PUBLISHER: Market Research Future | PRODUCT CODE: 1793487
PUBLISHER: Market Research Future | PRODUCT CODE: 1793487
Global Generic Drugs Market Research Report by Indication (Central Nervous System (CNS), Cardiovascular, Urology, Oncology, Respiratory, Others), by Route of Administration (Oral, Topical, Parenteral, Others), by Distribution Channel (Hospital Pharmacy, Retail Pharmacy, Online Pharmacy), and by Region (North America, Europe, Aia-Pacific, Rest of the World) Forecast till 2035
Industry Overview
The global generic drugs market is expected to nearly triple to USD 1,148.55 billion by 2035, driven by steady annual growth of 9.36%. A generic drug is a pharmaceutical product equivalent in dosage, strength, safety, and intended use to a branded medicine but sold under its chemical name. These drugs are typically marketed after patent protection ends, making them a cost-effective option for patients and healthcare systems.
The prevalence of chronic illnesses has been identified as a significant factor contributing to the growth of the global generic medication market. Cancer, heart disease, and other conditions like these have increased dramatically, and this is the case with the rise of epilepsy and arthritis, resulting in the need for low-cost treatment. Generic medicines deliver therapeutic benefits similar to those of branded drugs but at a much lower price; therefore, they become the only option for patients and healthcare systems that face difficult situations with their budgets. The players of the market are intensifying their supply by launching new products, extending their existing facilities, and entering into new therapeutic areas.

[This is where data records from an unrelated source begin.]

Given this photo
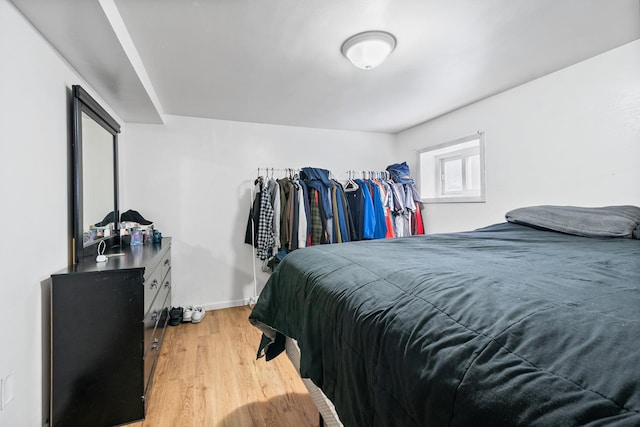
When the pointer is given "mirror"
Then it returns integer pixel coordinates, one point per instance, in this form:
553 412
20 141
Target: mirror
95 176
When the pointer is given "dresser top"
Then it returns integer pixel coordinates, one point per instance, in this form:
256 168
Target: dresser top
124 257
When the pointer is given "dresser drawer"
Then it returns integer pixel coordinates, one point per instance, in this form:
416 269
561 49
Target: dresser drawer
151 287
165 264
156 317
153 341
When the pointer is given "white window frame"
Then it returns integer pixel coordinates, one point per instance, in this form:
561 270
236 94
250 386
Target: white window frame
432 175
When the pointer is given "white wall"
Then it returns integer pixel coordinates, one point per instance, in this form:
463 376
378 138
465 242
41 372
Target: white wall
569 138
193 178
35 88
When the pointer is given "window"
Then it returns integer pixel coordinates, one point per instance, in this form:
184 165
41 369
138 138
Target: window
454 171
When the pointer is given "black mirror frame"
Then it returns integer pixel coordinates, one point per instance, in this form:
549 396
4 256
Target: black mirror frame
84 103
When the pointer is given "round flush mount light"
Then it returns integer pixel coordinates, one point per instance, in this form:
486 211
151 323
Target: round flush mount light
369 49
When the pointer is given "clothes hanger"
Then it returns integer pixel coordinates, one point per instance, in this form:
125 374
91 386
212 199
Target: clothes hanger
351 185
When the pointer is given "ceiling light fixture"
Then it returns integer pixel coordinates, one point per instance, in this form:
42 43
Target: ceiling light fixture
369 49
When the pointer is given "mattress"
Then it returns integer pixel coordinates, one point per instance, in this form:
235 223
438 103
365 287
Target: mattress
507 325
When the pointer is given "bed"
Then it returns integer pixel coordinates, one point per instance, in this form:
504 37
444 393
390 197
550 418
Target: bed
535 321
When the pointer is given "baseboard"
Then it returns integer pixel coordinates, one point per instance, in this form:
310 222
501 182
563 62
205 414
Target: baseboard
226 304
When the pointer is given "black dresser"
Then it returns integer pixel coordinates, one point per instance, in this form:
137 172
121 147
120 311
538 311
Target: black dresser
107 325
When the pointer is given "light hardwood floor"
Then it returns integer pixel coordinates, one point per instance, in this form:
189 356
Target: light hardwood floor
208 376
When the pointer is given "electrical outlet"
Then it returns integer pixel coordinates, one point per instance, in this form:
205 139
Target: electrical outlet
6 390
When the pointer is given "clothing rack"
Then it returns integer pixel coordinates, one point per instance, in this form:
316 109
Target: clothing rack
269 172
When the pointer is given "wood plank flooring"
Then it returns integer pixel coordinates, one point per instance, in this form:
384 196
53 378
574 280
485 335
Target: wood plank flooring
208 376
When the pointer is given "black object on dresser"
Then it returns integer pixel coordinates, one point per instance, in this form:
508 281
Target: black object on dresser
107 325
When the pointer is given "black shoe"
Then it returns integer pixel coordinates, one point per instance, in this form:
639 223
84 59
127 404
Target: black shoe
175 316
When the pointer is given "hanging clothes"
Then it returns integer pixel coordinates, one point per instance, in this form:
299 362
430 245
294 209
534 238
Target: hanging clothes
368 214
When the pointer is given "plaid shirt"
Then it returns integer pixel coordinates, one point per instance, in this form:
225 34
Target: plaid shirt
265 238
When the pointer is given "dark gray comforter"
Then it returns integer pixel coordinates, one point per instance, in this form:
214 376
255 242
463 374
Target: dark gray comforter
507 325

Nevertheless, voluntary product recalls caused by quality or safety issues remain a major obstacle to the availability of products and confidence in generics. Brand loyalty of healthcare professionals is one of the factors that limits wider adoption. Those who have not changed their minds still continue prescribing the branded medicines that they are familiar with to the patients.
At the same time, the act of allocating money to R&D allows the production of high-quality generics, which includes the implementation of advanced technology and the expansion of the market reach. The increasing age of the world population is one of the key factors that pushes up senior consumers, who make up a large portion of the market for chronic disease medication. By 2050, the old people in the Asia-Pacific is expected to be twice as many as they are now; therefore, affordable medicines will be the topmost issue. If these trends, combined with favorable government policies, continue to prevail, generic drugs will remain at the forefront of providing global healthcare.
Industry Segmentations
In terms of indication, the global drugs market is segmented into central nervous system (CNS), cardiovascular, urology, oncology, respiratory, and others.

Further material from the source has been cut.